Braun DL et al, „High Number of Potential Transmitters Revealed in a Population-based Systematic Hepatitis C Virus RNA Screening Among Human Immunodeficiency Virus-infected Men Who Have Sex With Men”, Clinical Infectious Diseases August 13, 2018

Weltweit nimmt die Zahl der HIV-positiven Männer, die Sex mit Männern haben (MSM) und sich mit Hepatitis C (HCV) anstecken, deutlich zu. Seit 2008 trat in der Schweiz ein fast zwanzigfacher Anstieg von neuen Hepatitis–C-Infektionen in dieser Übertragungsgruppe auf. Diese Beobachtung entstammt der Schweizerischen HIV-Kohortenstudie (SHCS), deren Teilnehmer routinemässig einmal im Jahr auf HCV mittels Antikörpertest untersucht werden. Wie viele MSM aus der SHCS sich im letzten Jahr mit Hepatitis C infiziert haben und welches die Risikofaktoren für eine HCV Ansteckung waren, lesen sie weiter unten.

Im Rahmen einer schweizweiten Studie untersuchten Forscher aus der SHCS in einer ersten Phase systematisch alle 4’000 HIV-infizierten MSM aus der SHCS mit einem molekularen Testverfahren auf Hepatitis C (HCV RNA = direkter Virusnachweis). Dabei fanden sie 177 HCV-Infektionen. Dies bedeutet, dass fünf Prozent aller MSM in der SHCS mit Hepatitis C infiziert waren. 31 Teilnehmer davon hatten sich im vergangenen Jahr neu mit HCV infiziert («frische HCV Infektion») und die HCV Infektion war noch nicht bekannt. Die übrigen Personen litten an einer chronischen Hepatitis C, welche schon seit längerem bekannt war. Bei allen Teilnehmern, die frisch mit HCV infiziert wurden, führten die Forscher bei der HCV RNA positiven Blutprobe zusätzlich zu dem molekularen Testverfahren den Antikörpertest durch, welcher in der Routine als HCV Suchtest durchgeführt wird. In einem Drittel der Fälle war der Antikörpertest zum Zeitpunkt des positiven molekularen Tests noch negativ.

In einem weiteren Schritt wurden die Risikofaktoren für eine erfolgte Ansteckung mit HCV ermittelt. Es wurde herausgefunden, dass Personen, welche in der Vergangenheit Drogen über die Venen gespritzt hatten oder Drogen über andere Wege konsumiert hatten, häufiger mit HCV infiziert waren als Personen, welche Drogenkonsum verneinten. Weitere Risikofaktoren, welche mit dem Vorliegen einer HCV Infektion vergesellschaftet waren, beinhalteten ungeschützten Geschlechtsverkehr mit Gelegenheitspartnern, eine früher erfolgte Syphilisinfektion und erhöhte Leberwerte in der Blutuntersuchung.

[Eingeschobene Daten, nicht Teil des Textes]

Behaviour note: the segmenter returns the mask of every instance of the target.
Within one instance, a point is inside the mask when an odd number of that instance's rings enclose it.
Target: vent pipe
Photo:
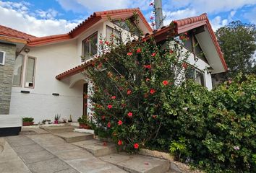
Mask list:
[[[155,0],[156,29],[163,27],[162,0]]]

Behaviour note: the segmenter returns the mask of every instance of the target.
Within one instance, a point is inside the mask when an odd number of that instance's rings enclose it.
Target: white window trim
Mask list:
[[[28,63],[28,58],[34,58],[35,59],[35,67],[34,67],[34,76],[33,76],[33,86],[26,86],[26,79],[27,79],[27,63]],[[27,56],[26,58],[26,67],[25,67],[25,82],[24,82],[24,87],[25,88],[30,88],[30,89],[34,89],[35,88],[35,70],[36,70],[36,58],[33,57],[33,56]]]
[[[5,63],[5,52],[2,51],[2,50],[0,50],[0,52],[2,52],[4,53],[4,55],[3,55],[3,62],[0,63],[0,65],[4,66],[4,63]]]

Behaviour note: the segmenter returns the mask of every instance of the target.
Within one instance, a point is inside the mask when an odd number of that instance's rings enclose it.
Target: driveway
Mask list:
[[[0,172],[127,172],[56,136],[38,130],[0,138],[0,145],[4,146],[0,150]]]

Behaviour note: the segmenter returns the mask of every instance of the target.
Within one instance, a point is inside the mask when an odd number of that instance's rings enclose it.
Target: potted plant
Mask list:
[[[81,117],[78,118],[77,121],[79,123],[80,128],[90,129],[90,127],[88,125],[89,122],[87,119],[87,117],[82,115]]]
[[[72,123],[72,117],[71,117],[72,115],[71,115],[71,114],[70,114],[70,115],[69,115],[69,119],[67,120],[67,122],[69,122],[69,123]]]
[[[54,124],[59,124],[59,118],[61,117],[61,115],[59,114],[56,114],[55,115],[55,117],[54,117]]]
[[[22,126],[33,125],[34,124],[34,118],[33,117],[23,117],[22,118]]]

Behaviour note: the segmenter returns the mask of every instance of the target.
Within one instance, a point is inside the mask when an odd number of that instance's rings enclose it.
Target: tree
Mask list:
[[[216,32],[229,71],[224,78],[234,77],[238,73],[255,73],[255,25],[234,21]]]

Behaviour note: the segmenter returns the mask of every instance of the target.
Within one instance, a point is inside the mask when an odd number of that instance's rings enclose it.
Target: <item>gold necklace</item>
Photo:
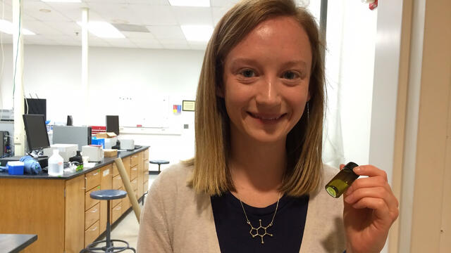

Zusammenfassend hat die Studie aufgrund der systematischen Durchtestung aller MSM in der SHCS mittels HCV RNA zum ersten Mal exakt ermitteln können, wie viele MSM mit Hepatitis C infiziert sind. Ein beträchtlicher Anteil der diagnostizierten HCV Infektionen waren frisch und die Betroffenen hatten sich erst kürzlich angesteckt. Die Studie hat auch gezeigt, dass mit dem im Routineverfahren durchgeführten Antikörpertest bis zu einem Drittel dieser frischen HCV Infektionen erst verzögert diagnostiziert werden. Bei Leuten ausserhalb der SHCS würden diese Infektionen wohl verpasst, da dort kaum ein jährlicher HCV Suchtest stattfinden wird. Dies kann dazu führen, dass der Betroffene in Unwissen seiner HCV Infektion die Erkrankung auf andere überträgt und die Übertragungskette somit fortgeführt wird. Die Forscher schliessen deshalb aus der Studie, dass bei MSM mit Vorliegen der ermittelten Risikofaktoren für eine HCV Infektion zukünftig der molekulare Test (HCV RNA) anstelle des Antikörpertests durchgeführt wird. Zudem empfehlen sie, dass HCV infizierte MSM mit sexuellem Risikoverhalten möglichst rasch nach Diagnosestellung behandelt werden, damit die Infektion nicht auf weitere Personen übertragen werden kann.


Kommentar Positivrat

David Haerry

Diese Studie wird in der Schweiz noch zu reden geben. Den sexuell aktiven Schweizer MSM ist offenbar zu wenig bewusst, wann und wie sie sich der Gefahr einer Hepatitis-C Infektion aussetzen. Zwar ist eine Hepatitis C innert weniger Wochen heilbar, aber diese Kur kostet rund 30‘000 Franken. Die Sekundärprävention muss sich die Finger schmutzig machen und zwar rasch!